Akşam kahvesini içerken sessizleşti Burcu, kocaman yemyeşil gözlerine sığmayacak büyük soru ile bakışlarını elindeki fincandan arkadaşının yüzüne doğru süzüldü “İnsan nasıl oluyor da olduğu kişiye dönüşüyor? Yaradılışı mı, yaşadıkları mı, yoksa yaşattıkları mı getiriyor olduğu yere?
Hayat için hafif, akşam kahvesi için ağır bir konu. Kanımca insan, inandıkları, zannettikleri seçtiklerinin ve yaşattıklarının, kendi mayası ile karılmasını topluyor ve süzmeye başlıyor. Zaman geriye olduğu kişiyi bırakıyor.
İnsan inandığı ve düşündüğünü aklından sözüne, sözünden eline ve sonra da hayatına taşıyor. “Hiç aklıma gelmezdi” denilen şeyler de, bilinç düzeyinde olmayan inandıklarımız, korkular, içten içe kendimizi o dünyada koyduğumuz yer diyelim. Şimdi bilinç ve düzeyi ile ilgili yorum yapmak istemem zira bu konunun uzmanı sevgili Uzman psikolog Ceren Kırkım var bir gün ona sorarım. Ama şundan eminim beynimizin farkında olduğumuz ve olmadığımız depoları ile yürüyoruz varacağımız yere.
Gidilen yerin en renkli manzarası ise zannetmek. Türk Dil Kurumu -Zan sözünü “Elde somut veriler olmamasına karşın, birisi ya da bir olay hakkında hükme varmak ya da sonuca ulaşmak” demek şeklinde açıklamış. Zan etmek, sonunda zannetmeye dönüşünce, tanımın elde olmayan somut verileri, zihnimiz tarafından öyle güzel doldurulmuş ki, vardığımız yer gerçekliğe yakınsa doğru doldurmuştur, lakin vardığımız hüküm ile gerçek arasında içine düştüğümüz kadar büyük bir fark varsa, işte o zaman, zannedenlerin kayıp dünyasına hoşgeldiniz. Öyle büyük bir kuyu ve öyle büyük bir uçurumdur zannetmek, yüksekliğini ancak kendi zannettiği kayalardan denize düşenler bilir. Şimdi okumaya on saniye ara ver ve düşün senin en büyük zannetme kuyun hangisiydi?

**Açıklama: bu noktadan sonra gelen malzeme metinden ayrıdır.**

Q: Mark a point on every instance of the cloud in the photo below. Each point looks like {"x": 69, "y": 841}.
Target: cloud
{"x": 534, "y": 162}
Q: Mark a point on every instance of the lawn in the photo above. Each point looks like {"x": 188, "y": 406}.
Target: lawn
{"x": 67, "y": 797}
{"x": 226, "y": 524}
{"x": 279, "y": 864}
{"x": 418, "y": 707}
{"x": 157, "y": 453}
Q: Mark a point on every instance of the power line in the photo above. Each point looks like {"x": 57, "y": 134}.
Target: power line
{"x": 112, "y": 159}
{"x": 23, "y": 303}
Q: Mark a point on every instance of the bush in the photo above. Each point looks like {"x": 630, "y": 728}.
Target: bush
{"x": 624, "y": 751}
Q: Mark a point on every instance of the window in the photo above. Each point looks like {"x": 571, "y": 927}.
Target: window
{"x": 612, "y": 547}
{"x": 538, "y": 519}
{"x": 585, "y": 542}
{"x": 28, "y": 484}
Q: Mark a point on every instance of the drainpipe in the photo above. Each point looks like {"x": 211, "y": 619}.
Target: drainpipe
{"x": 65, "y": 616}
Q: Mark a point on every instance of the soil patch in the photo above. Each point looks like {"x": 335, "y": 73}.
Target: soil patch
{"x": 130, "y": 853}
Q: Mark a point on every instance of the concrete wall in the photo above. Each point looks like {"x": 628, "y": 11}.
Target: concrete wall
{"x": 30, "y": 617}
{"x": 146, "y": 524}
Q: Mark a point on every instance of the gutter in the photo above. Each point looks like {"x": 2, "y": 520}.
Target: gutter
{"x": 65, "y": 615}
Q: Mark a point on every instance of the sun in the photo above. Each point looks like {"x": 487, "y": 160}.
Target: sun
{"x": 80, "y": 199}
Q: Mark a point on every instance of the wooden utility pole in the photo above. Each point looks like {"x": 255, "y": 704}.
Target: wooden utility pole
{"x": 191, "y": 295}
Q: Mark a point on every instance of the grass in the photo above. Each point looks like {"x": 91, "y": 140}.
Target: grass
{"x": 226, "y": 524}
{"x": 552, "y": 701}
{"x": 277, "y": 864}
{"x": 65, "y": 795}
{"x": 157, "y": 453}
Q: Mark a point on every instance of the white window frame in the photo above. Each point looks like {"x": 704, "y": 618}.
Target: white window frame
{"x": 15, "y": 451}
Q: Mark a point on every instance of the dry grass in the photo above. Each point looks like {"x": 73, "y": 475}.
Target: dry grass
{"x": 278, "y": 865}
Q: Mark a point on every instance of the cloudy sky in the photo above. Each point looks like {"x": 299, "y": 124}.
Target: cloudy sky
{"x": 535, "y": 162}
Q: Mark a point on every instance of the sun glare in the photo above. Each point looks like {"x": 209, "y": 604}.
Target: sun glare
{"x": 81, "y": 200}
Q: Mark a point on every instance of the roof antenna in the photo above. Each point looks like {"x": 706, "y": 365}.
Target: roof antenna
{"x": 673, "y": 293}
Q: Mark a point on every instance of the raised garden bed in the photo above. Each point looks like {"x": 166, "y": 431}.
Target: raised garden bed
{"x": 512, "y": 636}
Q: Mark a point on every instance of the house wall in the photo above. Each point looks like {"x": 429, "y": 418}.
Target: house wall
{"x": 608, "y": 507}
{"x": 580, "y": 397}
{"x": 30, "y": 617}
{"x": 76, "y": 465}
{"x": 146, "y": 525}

Olduğumuz kişiye giden yolda en çok elimizde gibi görünen, ama seçeneklerden daha fazlası olmadığı için, evrilen hayatımıza yürümeye devam edelim. Okul seçimleri, meslek, arkadaş, yaşadığın şehir eş… Kendimizin seçtiğini sandığımız ancak dünyaya geldiğimiz koşullar büyütüldüğümüz kültür ve bize sunulan öğretilerin sınırlarındaki, bizim sandığımız seçimlerimiz...
Yaradılıştan gelen özellikler insanın yetisi ve mayası oluyor. Yaşadıklarını yorumlama, ondan aldıkları nereye koyacağı ve aldıklarıyla ortaya çıkan şey mayanın ne olduğu ile ilgili biraz. Aynı hayatı yaşayan insanların yaşadığı bir evden dünyanın iki farkı insanı yetişirken, kaynayan su patatesi yumuşatırken, yumurtayı sertleştiriyor klişesi var ya. Çok gerçek. Ama nasıl bir patates ve nasıl bir yumurta olduğunu seçebilmek elimizde.
Buraya kadar okuduysan seni tebrik ediyorum. Çünkü bundan sonrası söylemek istediklerimin kalbini oluşturuyor. Sana giden yolda, geçtiğin yolu, koşulları ve hatta aksini görmeden kendi zannını bile değiştiremezken, ipleri sonuna kadar senin elinde olan bir tek şey var.
Nereden bakabileceğini seçmek.
Her durumu çok daha iyi bir yerden görebilecek bir açı mutlaka var. Bakmak için durduğun yer, kim olduğunu gösteriyor.
Sen gittiğin yol değil sonunda vardığın ve yüzünü döndüğün yersin.
Durduğun yer de, nerelerden geldiğin…
Kahve nasıl olmuş? Çok iyi geldi, hadi gel içeri girip hazırlanalım…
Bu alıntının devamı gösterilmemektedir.